To improve performance and make best use of your time, clear objectives must exist and the data that you collect should represent these objectives (Deroso & Petitti, 2003).

At this point think about what it is that you need to know.  What answers are you looking for?  And what problems do you want to solve?

Using the Framework will help you to select the area of measurement suited to your needs (see Stage 2) and the best OM for your purpose (see Stage 3).  However, before getting to this point it is a good idea to identify why you are collecting the data.  Is it to improve your patient centred care?  Is it to get an idea about the level of change that your patients have experienced as a result of your practice?  Or is it to look at the cost effectiveness of your service?

These are of course very broad examples – your purpose is likely going to be much more specific.  When you have identified why you are looking to collect data, write it down and keep it in an accessible place for future reference.  It is really easy to get sidetracked!  By keeping your ‘purpose’ and records to hand you are more likely to stay on track and get the answers that you need, rather than collecting lots of information that you don’t really need or want.  You should also write down a few aims – what are you looking to get from the project and why was it set up?  You should also think about any changes that you hope findings of the project may lead to – what do you expect will happen after the project and what do you want to achieve with it?  Write down these aims.  And remember to keep your aims quite narrow/close to the point – it is easy to get carried away and try to change the world, but you are more likely to achieve a number of small aims!
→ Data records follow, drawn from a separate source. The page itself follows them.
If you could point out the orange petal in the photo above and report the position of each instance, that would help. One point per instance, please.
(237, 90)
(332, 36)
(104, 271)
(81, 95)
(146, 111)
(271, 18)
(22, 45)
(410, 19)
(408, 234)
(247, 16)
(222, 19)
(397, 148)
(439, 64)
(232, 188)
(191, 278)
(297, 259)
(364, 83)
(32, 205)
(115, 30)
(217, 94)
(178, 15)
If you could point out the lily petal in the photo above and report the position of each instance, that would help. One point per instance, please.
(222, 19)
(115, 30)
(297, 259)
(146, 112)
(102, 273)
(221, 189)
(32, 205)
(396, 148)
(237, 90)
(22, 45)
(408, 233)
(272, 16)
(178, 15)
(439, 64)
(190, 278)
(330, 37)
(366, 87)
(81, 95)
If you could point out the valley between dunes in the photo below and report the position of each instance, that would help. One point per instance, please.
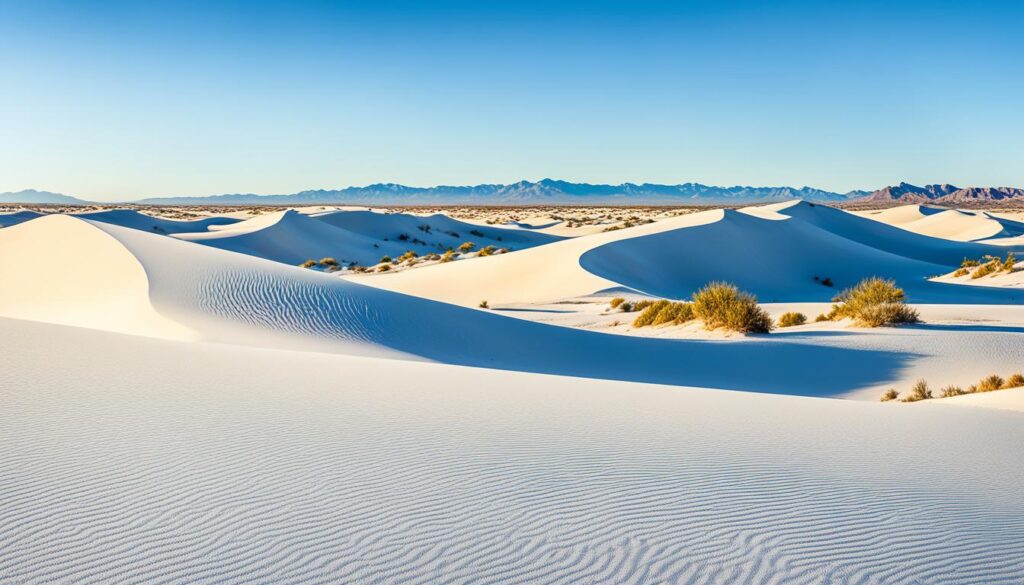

It is a good idea to keep regular records of what you are doing, your progress and any difficulties.  This can be on paper or on a computer.  This will help when it comes to reporting your findings and also will be useful if you are asked what you are doing – it will all be there at hand.  There are a number of really helpful resources on project planning out there already and these can be found in the Useful Links page if you think you need more guidance.

Do you really need to collect new data?
Another thing to consider at this stage is: do you really need to collect new data?  Consider what data is already being routinely collected.  Can that information be used to give you the answers you need?  And if so, do you have access to it?  Sometimes, due to Data Protection or other reasons, information that you may want to access is not available to everyone – if in doubt, ask your administrator/secretary.

If you can use routinely collected data to get your answers – great!  It will save you from collecting unnecessary data, improving the efficiency of your service.

If you do need to collect new data, don’t worry!  It can be a really interesting and sometimes fun experience.  It is better to have information that answers you question fully than to only be able to report some of the necessary information.  And, remember, the stages of the Framework will guide and support you through the process!